Researchers have begun to investigate alternative techniques for communicating between semiconductor chips. One promising technique involves a form of ‘proximity communication’ in which arrays of capacitive transmitters and receivers are integrated onto semiconductor chips to facilitate intra-chip and/or inter-chip communication. For example, if a first chip is situated face-to-face with a second chip so that transmitter pads on the first chip are capacitively coupled with receiver pads on the second chip, the first chip can directly transmit signals to the second chip without having to route the signals through intervening signal lines within a printed circuit board.
To operate effectively, proximity communication requires the ability to accurately detect capacitively coupled signals. Unfortunately, these signals are usually very small due to the relatively weak coupling between chips. Note that the separation between the chips is large relative to the area of the pads, and that increasing the pad area would decrease the number of channels available and would increase the power needed to drive the larger pad. For example, with pad widths and chip separations on the order of microns, the capacitance of coupled proximity connectors may be smaller than a femtoFarad (fF).
Furthermore, existing circuits or receivers often make it challenging to properly determine the polarity of signals. For example, latching differential receivers have input offset voltages, which add to or subtract from the potential voltages applied to the inputs of these receivers. Said differently, the input offset voltage of a continuous receiver is the potential voltage that must be applied to an input of this receiver for the differential outputs to be equal. (Note that the ideal input offset voltage is zero.) Unfortunately, such input offset voltages in receivers or sense amplifiers often dominate other noise sources, such as white noise (i.e., random noise having a power spectral density that is independent of frequency over a band of frequencies), shot noise (i.e., noise associated with statistical fluctuations in the number of charge carriers), or 1/f noise (i.e., noise with having a power spectral density that is proportional to the reciprocal of the frequency). For a latching or clocked receiver, these offset voltages add to or (in the worst case, subtract from) the input signals, thereby reducing the bandwidth of the channel by increasing the time needed to amplify the input signals to the level required by digital circuits (or in the worst case, leads to outputs with the incorrect polarity), limiting the overall sensitivity of the amplifiers, and reducing the reliability of the communication channel (for example, the input offset voltage may result in a communication failure). Similarly, for a continuous amplifier an input offset voltage shifts the common mode voltage and can result in distortion or reduced gain.

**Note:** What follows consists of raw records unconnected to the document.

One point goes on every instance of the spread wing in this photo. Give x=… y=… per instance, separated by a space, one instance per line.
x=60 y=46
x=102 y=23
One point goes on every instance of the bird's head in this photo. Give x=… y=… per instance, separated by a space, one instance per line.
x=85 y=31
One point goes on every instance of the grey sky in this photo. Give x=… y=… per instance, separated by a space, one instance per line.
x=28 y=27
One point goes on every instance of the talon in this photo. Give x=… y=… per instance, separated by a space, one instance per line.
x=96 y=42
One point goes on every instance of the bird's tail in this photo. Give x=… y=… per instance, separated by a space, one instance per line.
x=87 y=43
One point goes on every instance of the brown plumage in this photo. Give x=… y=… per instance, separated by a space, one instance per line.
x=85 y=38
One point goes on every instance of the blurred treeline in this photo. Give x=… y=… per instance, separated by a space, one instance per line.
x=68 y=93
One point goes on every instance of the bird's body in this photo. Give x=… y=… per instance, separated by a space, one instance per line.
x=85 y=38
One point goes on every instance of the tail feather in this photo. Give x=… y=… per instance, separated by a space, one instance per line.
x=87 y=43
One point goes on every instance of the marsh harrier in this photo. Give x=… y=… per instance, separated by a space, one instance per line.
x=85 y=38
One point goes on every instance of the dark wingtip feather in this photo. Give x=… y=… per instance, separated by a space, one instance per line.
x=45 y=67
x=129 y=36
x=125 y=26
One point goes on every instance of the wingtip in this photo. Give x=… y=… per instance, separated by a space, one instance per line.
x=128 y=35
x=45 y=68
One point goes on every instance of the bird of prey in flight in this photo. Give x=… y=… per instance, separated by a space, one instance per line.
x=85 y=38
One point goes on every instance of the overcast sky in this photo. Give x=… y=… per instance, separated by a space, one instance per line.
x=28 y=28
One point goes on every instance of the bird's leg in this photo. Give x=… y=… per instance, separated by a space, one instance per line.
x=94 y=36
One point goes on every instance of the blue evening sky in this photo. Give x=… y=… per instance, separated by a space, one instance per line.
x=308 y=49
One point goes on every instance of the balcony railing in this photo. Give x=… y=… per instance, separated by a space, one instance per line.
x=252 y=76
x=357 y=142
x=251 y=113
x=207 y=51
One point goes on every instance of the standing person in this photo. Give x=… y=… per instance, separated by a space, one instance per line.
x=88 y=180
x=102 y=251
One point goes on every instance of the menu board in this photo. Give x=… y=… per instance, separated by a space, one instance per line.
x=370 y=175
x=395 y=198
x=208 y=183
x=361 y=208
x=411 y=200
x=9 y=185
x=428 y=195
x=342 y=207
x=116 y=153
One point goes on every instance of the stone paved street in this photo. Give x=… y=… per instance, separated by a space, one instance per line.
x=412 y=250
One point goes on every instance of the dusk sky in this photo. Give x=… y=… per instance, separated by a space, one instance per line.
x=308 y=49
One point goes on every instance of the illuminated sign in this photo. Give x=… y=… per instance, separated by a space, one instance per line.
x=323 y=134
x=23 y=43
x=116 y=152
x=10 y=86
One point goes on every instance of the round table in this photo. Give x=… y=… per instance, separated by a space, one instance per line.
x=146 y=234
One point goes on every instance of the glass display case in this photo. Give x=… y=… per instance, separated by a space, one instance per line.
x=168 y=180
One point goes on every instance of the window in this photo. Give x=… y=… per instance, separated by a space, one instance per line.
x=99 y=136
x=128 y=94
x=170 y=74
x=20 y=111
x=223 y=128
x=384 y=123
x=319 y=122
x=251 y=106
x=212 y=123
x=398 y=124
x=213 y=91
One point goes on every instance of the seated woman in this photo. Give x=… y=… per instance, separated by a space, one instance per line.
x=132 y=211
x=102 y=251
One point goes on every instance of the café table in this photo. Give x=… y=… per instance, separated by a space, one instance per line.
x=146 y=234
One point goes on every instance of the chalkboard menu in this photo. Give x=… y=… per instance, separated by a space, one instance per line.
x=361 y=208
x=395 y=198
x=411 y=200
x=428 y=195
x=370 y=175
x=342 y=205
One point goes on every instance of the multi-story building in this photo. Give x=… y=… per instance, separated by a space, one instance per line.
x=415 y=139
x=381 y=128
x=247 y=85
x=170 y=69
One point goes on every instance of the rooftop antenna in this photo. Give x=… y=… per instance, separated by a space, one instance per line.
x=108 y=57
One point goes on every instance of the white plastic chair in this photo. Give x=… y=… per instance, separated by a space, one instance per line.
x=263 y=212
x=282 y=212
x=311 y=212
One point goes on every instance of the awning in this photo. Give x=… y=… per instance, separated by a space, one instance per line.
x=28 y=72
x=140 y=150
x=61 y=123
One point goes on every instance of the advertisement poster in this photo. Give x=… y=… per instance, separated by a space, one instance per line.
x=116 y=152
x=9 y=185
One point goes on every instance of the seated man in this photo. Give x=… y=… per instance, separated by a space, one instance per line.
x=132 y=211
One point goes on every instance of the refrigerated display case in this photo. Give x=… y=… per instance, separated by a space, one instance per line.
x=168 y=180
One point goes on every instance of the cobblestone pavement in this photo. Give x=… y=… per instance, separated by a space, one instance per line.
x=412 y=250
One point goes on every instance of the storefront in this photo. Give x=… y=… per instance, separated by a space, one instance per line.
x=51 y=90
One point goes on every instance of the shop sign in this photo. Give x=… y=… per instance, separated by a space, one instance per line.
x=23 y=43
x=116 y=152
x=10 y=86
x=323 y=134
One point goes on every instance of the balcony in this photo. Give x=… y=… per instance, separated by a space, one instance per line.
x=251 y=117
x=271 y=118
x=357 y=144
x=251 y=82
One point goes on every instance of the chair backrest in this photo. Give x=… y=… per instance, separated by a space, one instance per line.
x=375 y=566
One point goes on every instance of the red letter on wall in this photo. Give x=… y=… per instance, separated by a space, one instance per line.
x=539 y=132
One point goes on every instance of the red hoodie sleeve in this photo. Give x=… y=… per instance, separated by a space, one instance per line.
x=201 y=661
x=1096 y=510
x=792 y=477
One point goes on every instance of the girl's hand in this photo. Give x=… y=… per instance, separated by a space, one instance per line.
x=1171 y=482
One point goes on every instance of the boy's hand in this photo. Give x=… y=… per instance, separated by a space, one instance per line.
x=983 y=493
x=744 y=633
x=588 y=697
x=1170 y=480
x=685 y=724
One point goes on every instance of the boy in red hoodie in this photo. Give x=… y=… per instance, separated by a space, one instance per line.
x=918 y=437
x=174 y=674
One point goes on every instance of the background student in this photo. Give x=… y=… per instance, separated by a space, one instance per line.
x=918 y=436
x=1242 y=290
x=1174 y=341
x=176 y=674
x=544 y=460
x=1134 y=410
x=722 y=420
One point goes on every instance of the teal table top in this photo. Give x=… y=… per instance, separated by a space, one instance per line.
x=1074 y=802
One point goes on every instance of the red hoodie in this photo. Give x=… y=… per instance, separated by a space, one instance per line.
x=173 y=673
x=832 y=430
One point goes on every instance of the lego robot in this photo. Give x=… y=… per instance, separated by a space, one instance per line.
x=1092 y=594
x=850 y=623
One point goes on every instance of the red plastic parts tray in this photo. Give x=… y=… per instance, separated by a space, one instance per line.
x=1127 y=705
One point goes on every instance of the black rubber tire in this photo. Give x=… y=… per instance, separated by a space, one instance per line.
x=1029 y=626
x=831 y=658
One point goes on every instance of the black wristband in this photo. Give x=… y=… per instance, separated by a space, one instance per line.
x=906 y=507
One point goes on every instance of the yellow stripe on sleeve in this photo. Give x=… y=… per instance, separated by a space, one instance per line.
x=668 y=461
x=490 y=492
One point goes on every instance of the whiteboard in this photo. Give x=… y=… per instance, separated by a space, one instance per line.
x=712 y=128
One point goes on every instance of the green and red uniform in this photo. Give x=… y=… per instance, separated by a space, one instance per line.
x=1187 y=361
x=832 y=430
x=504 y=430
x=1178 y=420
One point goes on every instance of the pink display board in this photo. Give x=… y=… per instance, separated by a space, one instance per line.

A variety of existing circuits and techniques are used to determine and cancel offset voltages in sense amplifiers. However, these approaches suffer from a variety of limitations. For example, one technique cancels offset voltages during equilibration before each amplification cycle. Unfortunately, it is often difficult to correct for voltage offsets and current-factor mismatches that occur during regenerative latching in clocked latches using such continuous measurements. In addition, loading introduced by feedback circuits decreases the speed of the amplifier response and increases power consumption. Other techniques have various drawbacks, such as adding parasitic capacitance to critical internal sense amplifier nodes, increasing power consumption, causing larger quantization errors, and/or increasing circuit complexity.
Hence what is needed is a method and an apparatus for determining and correcting for offset voltages in capacitively coupled circuits without the problems listed above.